見渡す限りの水平線。自分たちが乗っていた船の影はどこにもない。


あるのは、打ち寄せられた木片と、静まり返った白い砂浜だけだった。
「遭難、したんだな。俺たち」
カイトの声は震えていたけれど、彼は私よりもずっと強かった。


「大丈夫だ。これくらいの島なら、すぐに捜索が来る。それまで、なんとか凌ごう」


初日。カイトは八面六臂の活躍を見せた。
彼はサバイバルの知識をどこで仕入れたのか、打ち捨てられたペットボトルを集めて蒸留水を作ろうとし、折れた枝を器用に組み合わせて火を起こした。

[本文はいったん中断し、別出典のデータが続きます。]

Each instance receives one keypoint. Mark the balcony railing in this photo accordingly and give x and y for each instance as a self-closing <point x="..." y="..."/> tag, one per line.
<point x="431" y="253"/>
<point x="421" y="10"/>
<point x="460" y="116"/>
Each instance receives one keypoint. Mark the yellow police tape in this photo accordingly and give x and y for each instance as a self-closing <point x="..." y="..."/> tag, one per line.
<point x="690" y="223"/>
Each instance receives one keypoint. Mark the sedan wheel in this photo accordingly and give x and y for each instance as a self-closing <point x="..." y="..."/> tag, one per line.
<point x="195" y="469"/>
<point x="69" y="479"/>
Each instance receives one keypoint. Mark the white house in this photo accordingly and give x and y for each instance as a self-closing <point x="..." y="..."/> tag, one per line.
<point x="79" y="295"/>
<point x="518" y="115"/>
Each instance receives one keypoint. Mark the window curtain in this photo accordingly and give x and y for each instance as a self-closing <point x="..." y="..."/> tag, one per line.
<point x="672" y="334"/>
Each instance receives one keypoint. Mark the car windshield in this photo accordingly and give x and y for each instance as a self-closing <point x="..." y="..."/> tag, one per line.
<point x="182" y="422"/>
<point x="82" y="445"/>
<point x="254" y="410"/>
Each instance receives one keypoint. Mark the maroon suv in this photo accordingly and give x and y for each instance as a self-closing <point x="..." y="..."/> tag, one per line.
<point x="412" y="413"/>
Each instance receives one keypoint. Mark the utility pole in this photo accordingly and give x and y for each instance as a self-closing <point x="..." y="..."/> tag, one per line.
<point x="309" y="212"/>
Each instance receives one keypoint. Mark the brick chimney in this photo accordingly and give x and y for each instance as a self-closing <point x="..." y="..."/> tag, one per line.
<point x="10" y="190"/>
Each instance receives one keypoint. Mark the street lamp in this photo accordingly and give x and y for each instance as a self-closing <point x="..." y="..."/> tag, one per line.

私はといえば、ただ彼の後を追うことしかできなかった。


「何か、手伝うことは……」
「いいよ、サキは休んでな。女の子なんだし、無理すんな」


彼の優しさが、今の私には刃のように刺さった。
私は、ここでも何もできない。


ただ守られるだけの、無力で、地味で、空っぽな存在。
その夜、カイトが捕まえた小さな魚を焚き火で焼き、二人で分けた。


「美味しいね」
「ああ。意外といけるな」
火を囲んで座る二人。
けれど、会話は続かない。


カイトの顔が、火に照らされて赤く光っている。彼は気丈に振る舞っているけれど、その肩が微かに震えているのを、私は眼鏡の奥で見逃さなかった。


「……カイト君」
「ん?」
「ありがとう。私、一人だったら、今頃……」
「よせよ。二人だから頑張れるんだ」


彼は笑った。でも、その笑顔はどこか無理をしているように見えた。
私は、自分の小さすぎる胸のあたりをぎゅっと掴んだ。


私に、何かできることはないのだろうか。
彼を支えるための、何か。
夜の闇が島を包み込む。


波の音だけが、世界の終わりのように響いていた。
この時、私たちはまだ知らなかった。
明日、運命がさらに残酷な試練を私たちに与えることを。


そして、私が「女」として、そして「占い師」として目覚めるための、最初の儀式が近づいていることを。